The number of available jobs in the United States dropped in May after an uptick the month before, the Bureau of Labor Statistics reported Thursday.

Job openings fell to 9.82 million at the end of May, dropping from an upwardly revised 10.3 million in April, according to the BLS’ latest Job Openings and Labor Turnover Survey report.

Economists had projected that openings fell to 9.935 million for May, according to Refinitiv.

The May JOLTS data showed that the number of new hires rose to 6.21 million from 6.1 million, quits jumped up to 4.02 million from 3.77 million and layoffs dipped to 1.56 million from 1.59 million.

The Federal Reserve has been hoping to see more slack in the labor market, since an imbalance between worker demand and supply could cause wages to rise and, ultimately, add upward pressure to inflation. The central bank has tried to tame inflation with 10 consecutive rate hikes, followed by a pause at its June meeting.

Openings have cooled considerably from their 12 million peak in March of last year; however, those and other key labor turnover data points remain far afield of their pre-pandemic levels.

At the end of May, openings were 40% higher, layoffs were 21% fewer, and quits were 15% above February 2020 levels, said Julia Pollak, chief economist for online job site ZipRecruiter.

“This is still a tremendously strong labor market,” she said.

With quits popping back up above 4 million for the first time since December, workers continue to have leverage in this job market, she added.

“It definitely suggests that employers continue to be in a bit of a bind and have trouble recruiting and retaining workers,” Pollak said, adding that this stretch of decades-high inflation has played its part. “Many companies have given workers large raises; but in inflation-adjusted terms, they’ve actually seen their real earnings fall, and workers are still looking for higher-wage jobs that will restore their purchasing power.”

The latest JOLTS report also reinforces other recent labor market data that suggests employers are trying to hold on to workers rather than pare down headcounts.

“There was this correction based on over-hiring during the pandemic, and I think we are seeing that smooth out,” said Layla O’Kane, senior economist for labor market analytics firm Lightcast, during a LinkedIn Live webinar on Thursday. “In the JOLTS report, we have never seen layoffs spread across the whole economy in the last six months.
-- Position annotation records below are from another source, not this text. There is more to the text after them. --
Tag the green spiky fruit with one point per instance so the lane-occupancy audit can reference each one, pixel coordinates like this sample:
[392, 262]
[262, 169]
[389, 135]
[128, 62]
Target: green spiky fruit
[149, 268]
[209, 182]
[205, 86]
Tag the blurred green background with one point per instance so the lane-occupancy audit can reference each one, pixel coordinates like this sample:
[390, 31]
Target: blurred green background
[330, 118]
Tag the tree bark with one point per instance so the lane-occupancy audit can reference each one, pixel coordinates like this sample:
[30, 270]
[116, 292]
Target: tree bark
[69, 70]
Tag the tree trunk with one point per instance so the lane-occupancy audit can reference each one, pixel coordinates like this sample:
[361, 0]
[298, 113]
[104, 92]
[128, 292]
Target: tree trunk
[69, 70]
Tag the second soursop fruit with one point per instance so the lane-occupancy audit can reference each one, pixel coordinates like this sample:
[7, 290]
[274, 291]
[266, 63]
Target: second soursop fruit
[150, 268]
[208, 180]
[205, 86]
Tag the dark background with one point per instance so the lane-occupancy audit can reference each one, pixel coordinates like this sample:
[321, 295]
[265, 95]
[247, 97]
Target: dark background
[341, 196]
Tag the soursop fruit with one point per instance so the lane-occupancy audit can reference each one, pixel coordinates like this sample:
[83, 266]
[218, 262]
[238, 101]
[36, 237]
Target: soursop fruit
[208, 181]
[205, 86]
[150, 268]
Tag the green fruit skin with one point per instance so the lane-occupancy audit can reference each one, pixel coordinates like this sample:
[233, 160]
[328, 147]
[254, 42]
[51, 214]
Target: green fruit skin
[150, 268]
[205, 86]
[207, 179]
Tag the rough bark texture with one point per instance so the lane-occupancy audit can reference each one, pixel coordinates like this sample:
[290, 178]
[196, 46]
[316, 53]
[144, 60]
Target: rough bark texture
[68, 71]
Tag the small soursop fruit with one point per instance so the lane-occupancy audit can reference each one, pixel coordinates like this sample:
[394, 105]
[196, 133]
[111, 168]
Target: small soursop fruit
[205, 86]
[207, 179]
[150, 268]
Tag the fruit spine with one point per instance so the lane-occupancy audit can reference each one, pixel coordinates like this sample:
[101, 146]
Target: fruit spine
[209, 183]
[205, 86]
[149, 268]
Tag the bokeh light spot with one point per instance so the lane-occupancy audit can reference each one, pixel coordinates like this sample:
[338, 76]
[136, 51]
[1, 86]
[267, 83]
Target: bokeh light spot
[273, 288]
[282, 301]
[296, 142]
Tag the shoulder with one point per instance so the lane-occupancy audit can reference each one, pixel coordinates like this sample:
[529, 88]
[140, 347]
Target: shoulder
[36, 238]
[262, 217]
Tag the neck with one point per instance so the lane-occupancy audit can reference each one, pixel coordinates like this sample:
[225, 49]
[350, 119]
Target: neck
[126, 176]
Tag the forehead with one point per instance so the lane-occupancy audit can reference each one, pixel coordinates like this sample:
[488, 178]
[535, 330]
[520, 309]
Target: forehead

As much as there’s been a lot of media talk about the tech sector layoffs, I do think those are nudging down, based on this report.”

“And we’re not seeing layoffs ricochet into other areas of the economy, which is something we’ve … worried about,” she added.

That trend was also seen Thursday in a separate report that showed layoff activity had slowed considerably from the past few months.

US employers announced 40,709 job cuts in June, the lowest monthly total since October 2022, according to data released Thursday morning by outplacement firm Challenger, Gray & Christmas.

Excluding the deep job losses seen in 2020, the 458,209 layoff total announced in the first half of this year is the highest January-to-June total since 2009, when 896,675 cuts were announced, according to the Challenger report for June. The technology industry continues to account for the lion’s share of the cuts.